И все, что было следствием этого принципа, привезенного пароходом, все досталось в руки баб.
Они заняли всю пристань столиками с съестным, назначили цену за рыбу, за яйца, за пироги, и пароход, налетев на них, съедал все это и оставлял в их руках деньги.
— Да грех! — говорит робко покровская девушка сухой и востроглазой бабе, которая ей что-то нашептывает, притаившись за окном, чтобы не видали родители.
— Кому грех-то? Кому?
— Известно, мне…
— Тебе! Дура! Купцу грех — так. С него на том свете взыщут… Это верно, а не с тебя… На тебе греха нет; ежели б ты купца покупала, так тогда ты в грехе…
Девушка улыбается.
— А то чьи деньги-то? Кто деньги-то дает? Купец! Он, стало быть, тебя погубляет и за это ответит…
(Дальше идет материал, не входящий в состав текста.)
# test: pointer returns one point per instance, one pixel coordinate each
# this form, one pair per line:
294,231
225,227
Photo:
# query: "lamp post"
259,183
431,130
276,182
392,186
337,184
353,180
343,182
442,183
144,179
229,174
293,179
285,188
Но чтобы убедить девушку окончательно, к концу длинного монолога старая ведьма приберегает такой аргумент:
— Что тебе-то? Часок побывала — да назад… Нешто он тут на веки веков? Он сел на пароход — и был таков, а у тебя, глядишь, целое приданое в руках, чистые денежки…
— А Вася?
— Ах, дура, дура! У тебя с Васей любовь, а с купцом что?.. Бери деньги — да прочь, любовь при тебе и останется…
И глядишь, в дрянной и дымный номеришко, где мимоездом остановились приехавшие на пароходе деньги в виде пьяного купца, отправляющегося по делам дальше С тем же пароходом, входит ведьма и говорит:
— Готово-с!..
А за ней девушка… Входит она и, по старой памяти, крестится на образ…
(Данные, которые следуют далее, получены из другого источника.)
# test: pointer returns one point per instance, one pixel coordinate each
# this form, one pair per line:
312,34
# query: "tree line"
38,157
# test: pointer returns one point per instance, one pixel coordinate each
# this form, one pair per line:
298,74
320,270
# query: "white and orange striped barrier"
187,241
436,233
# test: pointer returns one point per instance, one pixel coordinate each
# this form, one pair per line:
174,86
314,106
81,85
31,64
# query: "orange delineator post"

С непривычки случались большие беды… Одну такую несчастную, с деньгами в кармане ситцевого платьишка, нашли наутро в реке, у берега, и узнали, что утопилась… Но понемногу все пошло лучше, и покровцы стали входить во вкус нового времени, пришедшего к ним. Стали продавать все, за что платят, и не разговаривали.
II
Вслед за пароходом так и повалили к ним деньги; скоро бабам никто уже не завидовал. В следующем, после парохода, году наехало в Покровское множество господ из столиц, и стали строить железную дорогу. Не говоря о том, что сами эти господа отличались необыкновенною щедростию и, не задумываясь, вышвыривали рубль серебра за курицу, чего отроду никто не видывал, они сразу дали работу и деньги бесчисленному множеству полуголодного народа… Рыть, копать, возить землю, делать насыпи — для этого, кроме всего мужского населения Покровского, понадобились сотни и тысячи народа из других мест. Затем понадобились десятки, а пожалуй, и сотни людей, которые бы смотрели, надзирали над этими тысячами, — и вот в Покровское повалил народ из губернского города: отставные военные, неудовлетворенные писаря и дьячки, а скоро город совсем притих и обезлюдел, потому что служащий народ бросился в Покровское занимать места на открывшейся железной дороге, а торговый люд стал перебираться сюда для торговых дел, чуя, что Покровское будет бойким местом.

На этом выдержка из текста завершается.